Care home manager Rachel Easter, 52, said:

‘The staff here are at the frontline and it gives them reassurance and an additional layer of protection. The government guidelines say care workers don’t need hospital level gowns but if you’re caring for someone with Covid-19 you want to have something more than a pinny. We’ve received about 100 gowns so far meaning we no longer need any more which is absolutely fantastic. It has been such a brilliant thing to see the power of community effort. The support makes the staff realise that the general public are thinking about them when they come out here and do a frontline job. It makes you realise that other people care about you and your safety.’


NHS Volunteering and Community Initiatives

In early April, the UK Government appealed for people to sign up to volunteer as an NHS responder in order to support vulnerable people during the Coronovirus pandemic. Sr. Geraldine Sweeney, from Newcastle under Lyme, responded to the call to be a volunteer.Once downloaded, the app alerts the user to anyone who needs help. She has responded by phoning elderly people who are isolating at home and are feeling lonely and has also volunteered to collect food and medication for people.


In addition, Sr Geraldine provided extra help to Sanctus-a charity in Stoke on Trent supporting Asylum Seekers and Refugees. They hold regular weekly drop-ins during which people are given food, can attend language classes and receive advice. In order to continue this support during lockdown, Sr Geraldine joined a team of “Covid Drivers” who were to collect food parcels and distribute to about twelve families. Over one hundred families are supported each week.






Sr Geraldine with Angela and Mehdi, members of the incredible packing team


Revd Sally collecting 20 bags of donations in the Sanctus van which the Sisters of Mercy helped to purchase. 





Working with the Homeless

The Hull Homeless and Rootless Project, a hostel for the homeless where Sisters have volunteered over the years, brought ‘outdoor relief’ food items from parishes and individual donations. With the government pressuring local councils to ensure the street homeless are not left on the streets during the pandemic, the Endsleigh Centre had once more been pressed into service for the homeless. Fortunately, the new owner of the old Endsleigh community building was able to work with the council to allow it to be used by others who would otherwise be unable to self- isolate. There are now 30 ensuite bedrooms. Food and toiletries provided by the council, and security and management by the outreach teams. The Hull Homeless and Rootless Project continues at Endsleigh Park to give house space to the street homeless.


Combating loneliness

Sr Agatha from the Bermondsey Convent was assigned to phone elderly people on a weekly basis. This was set up by a voluntary community group called Time and Talents as a way of combating loneliness during the pandemic.

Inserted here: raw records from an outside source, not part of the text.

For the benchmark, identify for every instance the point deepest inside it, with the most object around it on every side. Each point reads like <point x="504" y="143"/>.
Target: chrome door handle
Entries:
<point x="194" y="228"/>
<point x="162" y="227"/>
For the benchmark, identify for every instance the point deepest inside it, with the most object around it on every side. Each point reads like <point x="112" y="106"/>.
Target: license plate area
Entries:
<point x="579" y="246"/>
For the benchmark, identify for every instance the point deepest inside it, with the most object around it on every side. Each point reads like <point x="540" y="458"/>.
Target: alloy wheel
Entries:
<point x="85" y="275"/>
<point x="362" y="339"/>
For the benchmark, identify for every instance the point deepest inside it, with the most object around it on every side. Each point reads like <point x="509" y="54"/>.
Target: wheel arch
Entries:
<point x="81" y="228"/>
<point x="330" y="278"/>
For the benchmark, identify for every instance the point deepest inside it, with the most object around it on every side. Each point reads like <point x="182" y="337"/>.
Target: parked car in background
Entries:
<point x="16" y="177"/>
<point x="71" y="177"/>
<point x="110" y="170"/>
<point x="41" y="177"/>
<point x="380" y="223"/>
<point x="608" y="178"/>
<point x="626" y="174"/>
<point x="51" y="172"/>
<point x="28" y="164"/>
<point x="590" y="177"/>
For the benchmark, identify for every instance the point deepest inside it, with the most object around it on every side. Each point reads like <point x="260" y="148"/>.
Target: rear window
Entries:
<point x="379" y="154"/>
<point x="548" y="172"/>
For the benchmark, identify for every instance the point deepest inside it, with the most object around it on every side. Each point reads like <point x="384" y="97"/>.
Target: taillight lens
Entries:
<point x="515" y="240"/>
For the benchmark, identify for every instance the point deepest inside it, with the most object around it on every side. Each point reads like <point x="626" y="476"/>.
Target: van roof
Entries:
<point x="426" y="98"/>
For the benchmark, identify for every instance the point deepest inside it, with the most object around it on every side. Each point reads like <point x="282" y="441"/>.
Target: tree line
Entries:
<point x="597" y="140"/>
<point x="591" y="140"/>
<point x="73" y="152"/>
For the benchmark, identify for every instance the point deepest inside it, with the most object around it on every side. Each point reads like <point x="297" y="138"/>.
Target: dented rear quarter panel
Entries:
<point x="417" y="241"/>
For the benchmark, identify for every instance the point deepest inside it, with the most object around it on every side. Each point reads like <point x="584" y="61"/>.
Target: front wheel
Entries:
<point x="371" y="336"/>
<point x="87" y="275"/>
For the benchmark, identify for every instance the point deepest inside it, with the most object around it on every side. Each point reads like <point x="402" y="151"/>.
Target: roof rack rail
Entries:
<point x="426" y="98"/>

“Over the weeks we have become talking friends. One day I was late in phoning and one of my people phoned the Convent to know if I was alright! I was really touched by his thoughtfulness. We were encouraged to phone Sisters living on their own and we also kept a list of people who asked about our welfare.” Sr Agatha Collopy

A thank you message from a student at Shuttleworth College, Lancashire






Efforts are still being made and the Sisters continue to support communities. Some worldwide Mercy efforts include a youtube video created by the Mercy Education System in ISA and a quarantine quiz hosted by the Mercy Hospice in New Zealand. Whilst the pandemic has had a negative effect on the lives of many it has also demonstrated that in times of adversity people come together in aid of one another. With the lockdown slowly easing, it is important to keep record of the work of the Sisters during this extraordinary historical period.